I would be interested in knowing this too. We BD'ed on OV day and I am thinking its going to be a boy but I guess I won't know until later. DH and I really want a girl but as soon as we found out we were pregnant, we kept referring to the "poppy seed" as a boy..so who knows...


----------



## sunshine623

I had read the same thing, so I was assuming our baby is a boy. I'm just 4w6d, so I've got a long wait to find out! We don't really care, though, as long as it's healthy! It's nice to know those studies aren't necessarily spot on, because I'd like to keep wondering for a while! :)


----------



## jacks mummy

I've heard this aswell even read a book on it, but for me the cycle I conceived this one I dtd all the way up to ov from af finishing thru ov and 3days after ov so my baby could of been conceived at any point so who knows and my son was a happy accident so I don't have a clue where in my cycle I was with him x


----------



## jacks mummy

Maybe ask this in 2nd and 3rd tri forums as those ladies no the sex of there's xx


----------



## glenoakgirl

not sure but it is very interesting:)


----------



## Rheaz

I would love to know this too!!!!

xx


----------



## letia659

I concieved my boy on day of ov was the only day we had sex all month :haha: will be interesting this time because my dates say I got pregnant on a few days after having sex so fingers crossed its a girl this time but we didn't plan it that way just happened :)


----------



## pooch

i want to know too! we bd'ed 2 days before o (bd morning, o at night so like 2.5 days apart) and only once the whole month (sad, i know). i'm assuming it's a girl but we have a while before we will know for sure!


----------



## ttc bubby no2

My friend conceived both her girls with BDing before and on ovulation. I think some women just have a natural sway towards girls.

We conceived this time right on O this time but will have to wait about 7wks to confirm what we are having. So far nub guesses are saying girl but I'm not getting my hopes up just yet (of course happy with a boy too but have always wanted a girl iykwim)


----------



## hope4bump

I read the theory about this. The closer you have sex to ovulation, the bigger the chance for a boy, as y chromosomes are faster swimmers whereby the x chromosomes are bigger and stronger, they therefor live longer and can wait it out for a fewdays... But hand in hand with this theory is three questions: did you orgasm? An orgasm apparently is good For y chromosomes as it help the male swimmers and the second question: what is the ph in your vagina...a high alkaline favours girls as it kills of the weaker sperms. Question 3: position? A deep penetration gives better chance for a boy, once again helping the 'not so strong' sperm and a shallow penetration helps x chromosomes (girls) as they are stronger, giving the boys a bit of a fight to get to the right place in time :) there may b other factors affecting the outcome, but these are the ones I know about ;)


----------



## ellie27

With my first, my daughter, we had sex up day 15, I ovulated day 16....and it was a girl.

This time, we had sex up to day 17, I ovulated day 19....guess that would suggest another girl....we will see. We will be happy either way!:flower:


----------



## MissDimity

We BD on the day of ovulation ( got a positive OPK in morning when we BD, and a negative OPK in the pm).

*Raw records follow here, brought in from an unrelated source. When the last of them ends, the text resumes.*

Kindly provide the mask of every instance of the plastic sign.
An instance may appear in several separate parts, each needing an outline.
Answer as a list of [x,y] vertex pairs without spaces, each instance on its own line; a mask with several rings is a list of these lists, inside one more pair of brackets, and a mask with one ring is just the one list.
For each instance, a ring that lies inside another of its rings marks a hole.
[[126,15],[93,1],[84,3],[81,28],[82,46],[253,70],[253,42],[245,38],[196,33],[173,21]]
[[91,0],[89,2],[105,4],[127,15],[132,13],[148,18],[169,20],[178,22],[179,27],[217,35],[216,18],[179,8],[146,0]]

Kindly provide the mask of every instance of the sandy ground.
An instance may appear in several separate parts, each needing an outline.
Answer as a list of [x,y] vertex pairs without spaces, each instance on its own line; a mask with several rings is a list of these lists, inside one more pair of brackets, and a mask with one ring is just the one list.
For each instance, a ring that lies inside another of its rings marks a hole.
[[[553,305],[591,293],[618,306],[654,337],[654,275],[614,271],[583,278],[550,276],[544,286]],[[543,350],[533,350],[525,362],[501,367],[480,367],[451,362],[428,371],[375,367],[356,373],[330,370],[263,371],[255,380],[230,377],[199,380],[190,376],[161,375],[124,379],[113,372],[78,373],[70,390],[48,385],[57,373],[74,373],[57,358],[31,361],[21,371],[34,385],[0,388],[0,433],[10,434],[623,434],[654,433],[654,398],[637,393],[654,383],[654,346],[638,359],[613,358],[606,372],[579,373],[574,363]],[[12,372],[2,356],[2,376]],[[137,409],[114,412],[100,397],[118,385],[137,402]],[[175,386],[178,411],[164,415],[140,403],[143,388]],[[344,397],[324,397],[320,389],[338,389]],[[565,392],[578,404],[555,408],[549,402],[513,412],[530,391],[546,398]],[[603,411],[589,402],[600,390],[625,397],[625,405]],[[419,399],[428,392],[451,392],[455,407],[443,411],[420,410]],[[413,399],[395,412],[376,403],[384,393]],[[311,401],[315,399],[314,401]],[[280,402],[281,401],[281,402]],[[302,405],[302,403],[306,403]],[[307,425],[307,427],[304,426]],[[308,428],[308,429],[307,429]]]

I have my fingers crosses that it's a boy so it will be interesting to see.


----------



## littleblonde

I only had sex once. Right on ovulation and mine is a pink bump x


----------



## tweedy

we dtd right up till ov day, last time i was convinced it was a boy, only to be told it was a girl, this time round my pregnancy has been going very similar, so convinced it's another girl, oh wants a boy, as my daughter is a daddy's girl and i think he's panicing about another daddy's girl, oh does all the baths, bedtime stories, potty wiping etc he wants a boy to hasstle me instead.... i don't mind, just want to get past the stage of all my loses and start enjoying this pregnancy x


----------



## caleblake

I dtd right on ovulation and got a boy this time we have swayed towards a girl but there are loads of other factors like body PH, diet, partners age, the amount you dtd etc I read a really interesting book on it too and there is a great site called ingender that gives you information regarding swaying xxx


----------



## MissDimity

I read the older your partner the more likely you are to have a girl. Due to older males having less male sperm.


----------



## caleblake

yeah thats right missdimty xxx


----------



## MrsH86

I was sure based on this I'd be having a boy as we dtd right on my ovulation day but I found out yesterday I'm having a girl so I guess other things are taken into consideration!


----------



## BeckyBoo

I tried this method, took me 21 months but I cracked it. I found out I ovulate late, so every month I was missing ovulation. Obviously that month I caught it and BAM, pregnant. I had sex around 3 days before ovulating.

I gave birth to a baby girl 9 months later.

But I will never know if it was following that method, or pure chance.


----------



## Barbles

Well my daughter was a happy accident whilst on the pill so Im not sure about her. With this one we DTD and it was either OV day or the day before OV (didnt do OPKS that month) and we are having a boy.


----------



## Waitin4astork

We DTD every other day up until 'high readings' on the CBFM and DTD every day after that (including a couple of times on O day lol). and we're having a boy :)


----------



## flashy09

This is such an old post of mine, but I was feeling nostalgic and looking through my pregnancy posts and saw this one. Thought I would update - you can conceive right on top of ovulation and have a girl - I did!


----------



## phineas

With my son u dtd on o day and got a boy. With this one we dtd 2/3 days before o, only the once and had no ewcm until the morning after we dtd so meaning we should get a girl but who knows! 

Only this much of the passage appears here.